Jeden Freitag haben wir drei Platten für euch – zumeist drei Tipps, mindestens aber drei Meinungen. Nicht immer neu, doch immer die Erwähnung wert. Heute mit: Fletcher Tucker, Basic Rhythm und Audrey Nuna.
Fletcher Tucker – Unlit Trail
Kristoffer: Fletcher Tucker, das klingt als Name entweder nach Flanellhemden und Trucker-Caps oder doch nach dem Protagonisten einer in Los Angeles situierten Krimi-Serie aus den späten achtziger Jahren. Zuerst untergekommen ist er mir im Katalog von Adagio830, einem verlässlichen, weil immer wieder überraschenden Label. So ist auch „Unlit Trail“: Es beginnt mit einem Drone-Track, zu dem sich die (frühe) Hildur Guðnadóttir und Kali Malone die Hände reichen könnten, geht zu minimalistischem Crooner-Folk über, macht mit Klangschalen-Gedengel weiter und zieht genussvoll lange (Orgel-?)Töne durch die folgenden Songs, die auf viel Geraschel enden. Das Album ist gleichermaßen als Langformkomposition zu verstehen, wie es Teile aus Tuckers voriger LP – note to self: unbedingt mal anhören – neu arrangiert. „Unlit Trail“ fließt und treibt, weht und windet durch verschiedene Stimmungslagen und Stile, denen zum besseren Übergang die Kanten abgeschmirgelt wurden, und die in ihren dezenten Modulationen doch immer wieder überraschen. Die beste Dauerregenplatte des Jahres, mindestens.

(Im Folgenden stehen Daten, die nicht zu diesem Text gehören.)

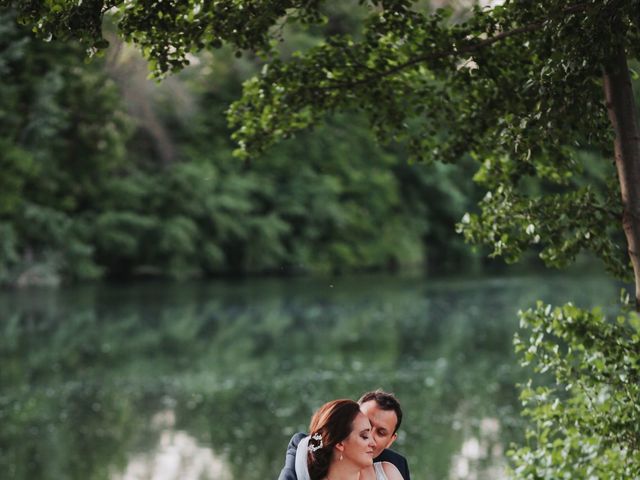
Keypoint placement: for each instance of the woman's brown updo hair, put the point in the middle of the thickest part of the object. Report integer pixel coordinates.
(333, 423)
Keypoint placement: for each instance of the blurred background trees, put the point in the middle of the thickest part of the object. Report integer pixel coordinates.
(106, 173)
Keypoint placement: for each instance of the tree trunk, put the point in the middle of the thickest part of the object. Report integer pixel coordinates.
(622, 114)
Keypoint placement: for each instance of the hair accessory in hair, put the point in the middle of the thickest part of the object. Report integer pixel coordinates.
(318, 438)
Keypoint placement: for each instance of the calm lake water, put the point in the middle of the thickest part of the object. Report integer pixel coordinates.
(209, 380)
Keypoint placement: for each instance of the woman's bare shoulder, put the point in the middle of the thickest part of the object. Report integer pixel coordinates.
(391, 471)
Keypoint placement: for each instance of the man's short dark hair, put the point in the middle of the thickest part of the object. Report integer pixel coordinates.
(386, 401)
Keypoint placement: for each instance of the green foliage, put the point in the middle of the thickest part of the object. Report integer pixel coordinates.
(586, 421)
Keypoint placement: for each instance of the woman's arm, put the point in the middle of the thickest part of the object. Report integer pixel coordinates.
(391, 471)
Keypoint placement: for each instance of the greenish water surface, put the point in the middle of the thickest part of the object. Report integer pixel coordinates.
(209, 380)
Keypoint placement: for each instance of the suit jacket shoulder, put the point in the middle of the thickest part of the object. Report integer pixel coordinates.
(288, 472)
(394, 457)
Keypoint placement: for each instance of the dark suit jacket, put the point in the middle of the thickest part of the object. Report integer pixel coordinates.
(288, 472)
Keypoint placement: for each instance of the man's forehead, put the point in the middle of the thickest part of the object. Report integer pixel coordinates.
(378, 416)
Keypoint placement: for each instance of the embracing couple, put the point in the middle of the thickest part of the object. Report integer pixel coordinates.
(349, 441)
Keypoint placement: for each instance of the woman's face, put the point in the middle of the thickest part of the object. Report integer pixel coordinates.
(359, 445)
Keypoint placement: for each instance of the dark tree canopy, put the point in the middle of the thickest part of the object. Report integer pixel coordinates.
(523, 87)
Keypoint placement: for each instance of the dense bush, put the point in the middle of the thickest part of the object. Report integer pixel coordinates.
(585, 419)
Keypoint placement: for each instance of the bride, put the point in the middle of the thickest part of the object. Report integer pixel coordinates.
(340, 446)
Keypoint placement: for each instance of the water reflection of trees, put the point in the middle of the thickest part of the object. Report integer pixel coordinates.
(243, 367)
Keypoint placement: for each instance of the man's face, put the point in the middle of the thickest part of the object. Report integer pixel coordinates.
(383, 424)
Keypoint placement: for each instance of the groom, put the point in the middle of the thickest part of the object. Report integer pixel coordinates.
(385, 415)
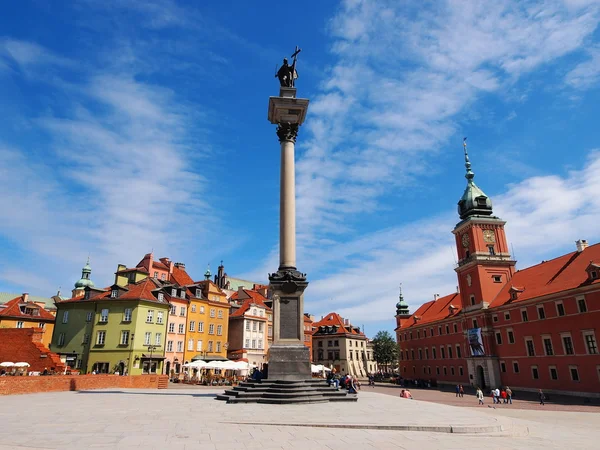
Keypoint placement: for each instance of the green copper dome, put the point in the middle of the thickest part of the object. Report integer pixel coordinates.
(474, 202)
(85, 280)
(401, 306)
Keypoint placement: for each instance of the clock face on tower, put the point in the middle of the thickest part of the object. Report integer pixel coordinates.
(489, 236)
(465, 240)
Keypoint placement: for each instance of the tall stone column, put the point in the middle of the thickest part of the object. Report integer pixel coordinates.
(289, 359)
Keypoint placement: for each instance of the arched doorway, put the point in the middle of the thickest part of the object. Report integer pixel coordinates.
(480, 378)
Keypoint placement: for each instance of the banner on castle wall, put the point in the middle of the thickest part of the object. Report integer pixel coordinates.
(475, 342)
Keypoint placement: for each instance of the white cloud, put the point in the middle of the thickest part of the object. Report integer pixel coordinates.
(544, 214)
(587, 73)
(400, 80)
(115, 180)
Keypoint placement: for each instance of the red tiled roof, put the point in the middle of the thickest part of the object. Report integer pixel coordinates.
(435, 310)
(12, 308)
(24, 344)
(255, 299)
(142, 290)
(334, 319)
(550, 277)
(181, 277)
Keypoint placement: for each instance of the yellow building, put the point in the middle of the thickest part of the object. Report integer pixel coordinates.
(20, 312)
(207, 324)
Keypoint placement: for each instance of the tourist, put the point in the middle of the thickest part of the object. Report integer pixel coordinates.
(352, 386)
(479, 395)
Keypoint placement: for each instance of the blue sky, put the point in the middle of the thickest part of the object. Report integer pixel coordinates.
(131, 126)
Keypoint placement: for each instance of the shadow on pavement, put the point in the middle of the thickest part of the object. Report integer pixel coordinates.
(147, 393)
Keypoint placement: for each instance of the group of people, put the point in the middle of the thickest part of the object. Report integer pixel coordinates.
(346, 382)
(460, 391)
(405, 394)
(498, 395)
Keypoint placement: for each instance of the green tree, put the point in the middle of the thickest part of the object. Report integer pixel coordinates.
(385, 350)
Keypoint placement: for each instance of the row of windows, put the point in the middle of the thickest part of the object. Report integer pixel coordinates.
(405, 355)
(254, 343)
(22, 324)
(427, 370)
(589, 339)
(409, 335)
(552, 371)
(124, 338)
(199, 345)
(541, 311)
(256, 326)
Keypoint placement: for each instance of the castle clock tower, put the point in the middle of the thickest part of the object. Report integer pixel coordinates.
(484, 260)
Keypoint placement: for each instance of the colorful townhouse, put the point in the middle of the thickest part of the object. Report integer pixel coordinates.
(337, 343)
(248, 327)
(119, 329)
(21, 312)
(207, 322)
(533, 328)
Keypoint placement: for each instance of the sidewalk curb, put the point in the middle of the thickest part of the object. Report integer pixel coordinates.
(460, 429)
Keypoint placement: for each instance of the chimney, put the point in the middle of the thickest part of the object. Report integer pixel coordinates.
(581, 245)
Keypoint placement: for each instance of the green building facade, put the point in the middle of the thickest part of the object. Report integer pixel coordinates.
(121, 329)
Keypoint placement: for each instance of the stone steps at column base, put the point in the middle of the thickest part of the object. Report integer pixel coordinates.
(286, 392)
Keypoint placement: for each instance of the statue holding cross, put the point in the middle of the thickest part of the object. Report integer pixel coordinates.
(287, 74)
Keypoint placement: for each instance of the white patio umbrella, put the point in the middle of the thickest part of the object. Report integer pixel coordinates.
(199, 364)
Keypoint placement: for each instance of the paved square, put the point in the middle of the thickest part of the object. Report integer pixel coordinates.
(190, 418)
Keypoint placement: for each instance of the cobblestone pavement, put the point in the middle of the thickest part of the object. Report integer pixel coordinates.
(529, 401)
(190, 418)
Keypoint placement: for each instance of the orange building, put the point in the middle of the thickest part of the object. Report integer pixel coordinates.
(22, 313)
(528, 329)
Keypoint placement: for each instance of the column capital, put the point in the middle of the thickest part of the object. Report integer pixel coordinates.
(287, 132)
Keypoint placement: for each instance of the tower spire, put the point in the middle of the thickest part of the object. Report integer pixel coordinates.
(401, 306)
(469, 175)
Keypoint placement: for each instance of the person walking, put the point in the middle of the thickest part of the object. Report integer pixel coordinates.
(509, 395)
(542, 397)
(479, 395)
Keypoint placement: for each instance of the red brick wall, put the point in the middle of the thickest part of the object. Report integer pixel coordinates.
(28, 385)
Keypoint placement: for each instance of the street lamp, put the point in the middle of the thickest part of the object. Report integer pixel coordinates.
(151, 348)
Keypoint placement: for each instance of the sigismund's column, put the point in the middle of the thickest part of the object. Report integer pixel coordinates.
(289, 358)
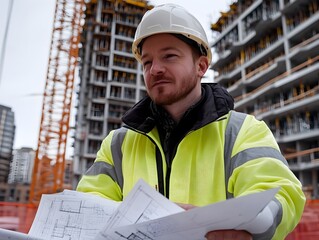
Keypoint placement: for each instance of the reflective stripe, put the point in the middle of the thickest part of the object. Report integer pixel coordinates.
(234, 125)
(253, 153)
(116, 148)
(101, 168)
(236, 120)
(115, 172)
(276, 210)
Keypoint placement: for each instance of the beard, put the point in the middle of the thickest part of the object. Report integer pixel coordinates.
(166, 95)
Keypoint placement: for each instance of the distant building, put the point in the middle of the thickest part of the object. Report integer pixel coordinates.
(7, 132)
(268, 59)
(111, 78)
(21, 166)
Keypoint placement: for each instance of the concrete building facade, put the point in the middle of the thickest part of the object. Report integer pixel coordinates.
(111, 79)
(7, 133)
(268, 59)
(21, 166)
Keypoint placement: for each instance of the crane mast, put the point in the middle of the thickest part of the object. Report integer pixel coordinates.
(48, 170)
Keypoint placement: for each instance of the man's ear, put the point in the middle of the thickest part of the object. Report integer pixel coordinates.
(202, 66)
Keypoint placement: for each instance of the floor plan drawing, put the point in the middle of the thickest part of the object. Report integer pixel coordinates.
(68, 217)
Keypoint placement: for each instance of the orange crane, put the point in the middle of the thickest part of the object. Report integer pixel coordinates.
(49, 165)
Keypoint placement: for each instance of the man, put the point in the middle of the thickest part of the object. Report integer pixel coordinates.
(185, 140)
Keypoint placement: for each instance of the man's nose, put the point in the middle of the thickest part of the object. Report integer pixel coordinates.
(157, 68)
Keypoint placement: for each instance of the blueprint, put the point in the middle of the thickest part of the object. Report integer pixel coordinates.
(144, 214)
(142, 204)
(71, 216)
(192, 224)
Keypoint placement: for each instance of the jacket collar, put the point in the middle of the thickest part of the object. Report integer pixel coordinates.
(215, 102)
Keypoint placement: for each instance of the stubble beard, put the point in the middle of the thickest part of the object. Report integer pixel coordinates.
(168, 97)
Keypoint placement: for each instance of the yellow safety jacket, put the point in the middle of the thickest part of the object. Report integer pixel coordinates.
(221, 154)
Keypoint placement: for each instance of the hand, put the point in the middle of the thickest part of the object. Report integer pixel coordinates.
(228, 235)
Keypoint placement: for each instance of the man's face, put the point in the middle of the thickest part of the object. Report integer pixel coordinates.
(170, 71)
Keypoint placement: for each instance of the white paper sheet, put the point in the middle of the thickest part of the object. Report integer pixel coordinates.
(195, 223)
(142, 204)
(144, 214)
(71, 216)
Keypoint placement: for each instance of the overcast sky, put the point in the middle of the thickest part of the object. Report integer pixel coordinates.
(27, 51)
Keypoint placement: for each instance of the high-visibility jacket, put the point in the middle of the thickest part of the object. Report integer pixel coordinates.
(221, 154)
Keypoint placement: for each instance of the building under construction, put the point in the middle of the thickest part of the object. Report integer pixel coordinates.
(111, 79)
(268, 59)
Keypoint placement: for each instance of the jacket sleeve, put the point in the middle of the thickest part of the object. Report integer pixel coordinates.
(101, 178)
(258, 165)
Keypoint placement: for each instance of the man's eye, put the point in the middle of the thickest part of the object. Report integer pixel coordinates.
(170, 55)
(146, 63)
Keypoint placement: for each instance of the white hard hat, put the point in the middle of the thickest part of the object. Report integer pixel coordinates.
(171, 18)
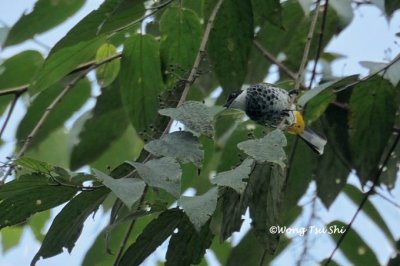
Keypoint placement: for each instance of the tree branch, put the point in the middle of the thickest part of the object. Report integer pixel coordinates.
(306, 52)
(364, 200)
(188, 82)
(10, 111)
(271, 58)
(320, 42)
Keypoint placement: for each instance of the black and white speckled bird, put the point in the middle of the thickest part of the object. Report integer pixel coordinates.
(272, 106)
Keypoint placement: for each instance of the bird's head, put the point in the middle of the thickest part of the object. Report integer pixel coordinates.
(231, 98)
(298, 126)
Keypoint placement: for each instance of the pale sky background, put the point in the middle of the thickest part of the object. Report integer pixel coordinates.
(372, 39)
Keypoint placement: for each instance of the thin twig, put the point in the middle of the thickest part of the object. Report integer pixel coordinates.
(272, 58)
(10, 111)
(320, 42)
(16, 90)
(156, 9)
(387, 199)
(193, 73)
(364, 200)
(306, 234)
(304, 60)
(130, 228)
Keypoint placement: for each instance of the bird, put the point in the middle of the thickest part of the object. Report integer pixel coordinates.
(272, 106)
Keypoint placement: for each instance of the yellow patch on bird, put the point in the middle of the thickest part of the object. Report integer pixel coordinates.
(298, 125)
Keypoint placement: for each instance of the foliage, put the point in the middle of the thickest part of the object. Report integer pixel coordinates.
(162, 77)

Basic Rhythm – Electronic Labyrinth
Thaddi: Ich liebe die Musik von Anthoney Hart, vor allem seine Releases als Basic Rhythm. Bitte sehr. Auch wenn ich auf Idee kommen würde, mir das während eines Spaziergangs anzuhören (ich stolpere so schon genug), zeigt er mir mit jeder Platte, dass nichts ist, wie es scheint. Und ganz ehrlich: Haben wir in den vergangenen zwölf Monaten ein anderes Learning mitgenommen? Eben. Auf seinem neuen Album für Planet-Mu geht die Dekonstruktion des Dancefloors weiter – immer gepaart mit hoch komplexen Lösungsansätzen für die feinmechanische Zusammensetzung. Hart agiert mit Samples wie Hochbegabte mit Klemmbausteinen. So entstehen die irrsten Konstrukte, durchsetzt mit brückenbauenden Referenzen, die es uns erleichtern, sich in diesem Labyrinth zurechtzufinden. Und wie nach jeder guten Nacht den Ausgang zu finden. Offensiv, alles umarmend, was nicht beim 5. Takt auf den Basslines ist, verquer, hintergründig, öffnend. So gut. Und wie beim letzten Mal spielt auch auf dieser Platte ein Sample eine Rolle, bei dem bei mir alle Füße in den Club fliegen. Findet ihr bestimmt selbst raus.
Audrey Nuna – A Liquid Breakfast
Ji-Hun: Die 22-jährige Künstlerin Audrey Nuna stammt aus New Jersey und hat mit „A Liquid Breakfast“ ein frisches und inspiriertes R&B/HipHop-Album-Debüt herausgebracht, das auch Zeichen für den Wandel der Musikwelt ist. Sie sprengt phänotypische Klischees, wird aber nicht nur deshalb in den USA derzeit gehypt. Audrey ist versatil, rappt, singt und croont mit viel Talent und Aussage. Ihre Beats sind nie überladen, dafür smart, harmonisch raffiniert und pointiert. Ein Hoffnungsschimmer im Pop. Nuna heißt große Schwester auf Koreanisch, aber nur für Jungen und Männer wohlgemerkt. Das spricht für Selbstbewusstsein und eine hoffentlich lange Karriere, auf die man respektvoll hinaufschaut.